La mise en scène et le jeu de Margaret Clarac et d’Alexandre Cattez qui interprètent les deux rôles principaux (un 3e comédien apparaît brièvement dans le rôle du laitier) rendent bien l’atmosphère pour le moins malsaine de la pièce. Aucune esbroufe n’est possible dans la mise en scène, l’étroitesse du plateau du Guichet Montparnasse ne le permettrait pas. Les textes de Pinter, au demeurant, n’exigent pas de grands moyens. Par contre l’exiguïté de la salle présente un avantage énorme pour des spectateurs pour une fois tous à égalité.

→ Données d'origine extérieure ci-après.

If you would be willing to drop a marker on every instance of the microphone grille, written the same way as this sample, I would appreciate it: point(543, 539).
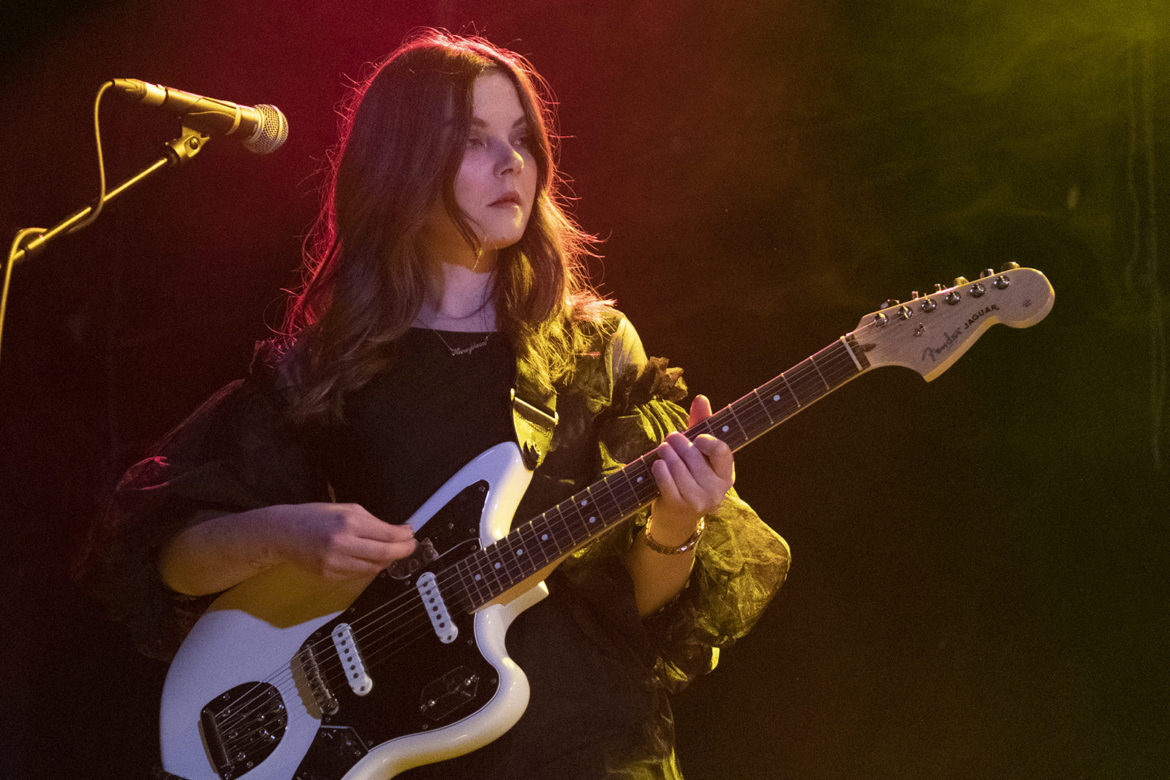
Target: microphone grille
point(270, 133)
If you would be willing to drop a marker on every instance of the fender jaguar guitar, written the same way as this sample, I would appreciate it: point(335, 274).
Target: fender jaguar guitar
point(283, 678)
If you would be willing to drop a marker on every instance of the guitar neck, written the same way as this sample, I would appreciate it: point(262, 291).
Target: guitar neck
point(530, 547)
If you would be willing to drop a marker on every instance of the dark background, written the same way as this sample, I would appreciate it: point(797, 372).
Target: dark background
point(978, 586)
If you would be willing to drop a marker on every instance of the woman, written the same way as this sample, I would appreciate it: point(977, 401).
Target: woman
point(444, 274)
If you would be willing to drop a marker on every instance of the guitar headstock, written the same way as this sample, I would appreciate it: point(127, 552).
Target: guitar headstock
point(933, 331)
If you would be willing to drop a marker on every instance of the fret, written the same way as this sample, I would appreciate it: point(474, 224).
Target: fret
point(763, 405)
point(812, 361)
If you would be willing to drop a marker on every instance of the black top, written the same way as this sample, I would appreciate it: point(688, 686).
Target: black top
point(412, 427)
point(599, 674)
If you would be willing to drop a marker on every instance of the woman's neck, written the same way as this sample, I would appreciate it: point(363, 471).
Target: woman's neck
point(461, 299)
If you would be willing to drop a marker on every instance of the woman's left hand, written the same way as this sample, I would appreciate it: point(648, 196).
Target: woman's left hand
point(693, 478)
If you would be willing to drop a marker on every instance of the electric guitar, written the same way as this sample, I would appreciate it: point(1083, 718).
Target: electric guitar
point(364, 680)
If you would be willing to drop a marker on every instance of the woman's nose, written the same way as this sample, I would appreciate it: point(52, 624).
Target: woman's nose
point(509, 159)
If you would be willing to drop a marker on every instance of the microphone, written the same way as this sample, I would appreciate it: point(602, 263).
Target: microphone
point(261, 129)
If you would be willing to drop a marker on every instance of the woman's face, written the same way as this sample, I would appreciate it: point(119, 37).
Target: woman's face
point(495, 185)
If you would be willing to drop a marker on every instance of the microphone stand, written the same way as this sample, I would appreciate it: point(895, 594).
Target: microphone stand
point(178, 151)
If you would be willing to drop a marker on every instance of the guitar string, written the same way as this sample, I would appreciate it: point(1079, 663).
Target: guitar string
point(418, 626)
point(800, 374)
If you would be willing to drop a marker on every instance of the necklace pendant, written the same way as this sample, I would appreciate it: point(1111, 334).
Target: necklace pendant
point(456, 351)
point(469, 349)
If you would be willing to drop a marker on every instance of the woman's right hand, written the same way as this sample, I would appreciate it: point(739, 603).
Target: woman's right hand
point(334, 542)
point(339, 542)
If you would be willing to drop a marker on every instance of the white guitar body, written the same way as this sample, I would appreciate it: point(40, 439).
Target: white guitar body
point(254, 633)
point(287, 678)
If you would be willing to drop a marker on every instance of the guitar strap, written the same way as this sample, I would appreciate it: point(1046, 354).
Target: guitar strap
point(534, 416)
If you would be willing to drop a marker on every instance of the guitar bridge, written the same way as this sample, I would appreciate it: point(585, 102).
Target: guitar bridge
point(310, 675)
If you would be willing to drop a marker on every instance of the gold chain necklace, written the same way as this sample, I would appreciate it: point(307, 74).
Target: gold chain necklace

Tous, en effet, au plus près des comédiens, sont réellement dans l’intimité du couple. Le spectateur est par nature voyeur : tout ce qui contrarie cette vocation nuit à sa réception de la pièce. Qui a vécu quelques représentations au dernier balcon (dit justement « poulailler ») d’un grand théâtre sait ce que veut dire la souffrance du spectateur trop éloigné de la scène. Rien de tel ici. Nous sommes tous, du premier au dernier rang, « chez » Sarah et Richard.

Cela présente également pour les comédiens l’avantage d’anéantir le fameux 4e mur du théâtre. Impossible en effet, dans ces conditions, d’ignorer les spectateurs. On ne peut plus jouer « entre soi » ; il faut impérativement jouer pour « eux », dans la salle. Evidemment, si un comédien n’est pas bien préparé ou en manque de forme, il ressentira plus fortement les réactions négatives du public, mais ce n’est pas l’hypothèse qu’il faut privilégier. En règle générale, la communication qui s’établit entre le public et le comédien sera pour ce dernier un avantage plutôt qu’un handicap.

M. Clarac et A. Cattez sont quant à eux parfaitement capables de nous entraîner dans les chamailleries de Sarah et de Richard et l’on se régale de cheminer avec eux jusqu’au dénouement. Seul bémol, qu’ils fassent preuve d’un peu trop de retenue dans les passages où doit se mimer la passion amoureuse. Mais nous avons assisté à la première, tout laisse penser qu’après quelques représentations la température aura monté.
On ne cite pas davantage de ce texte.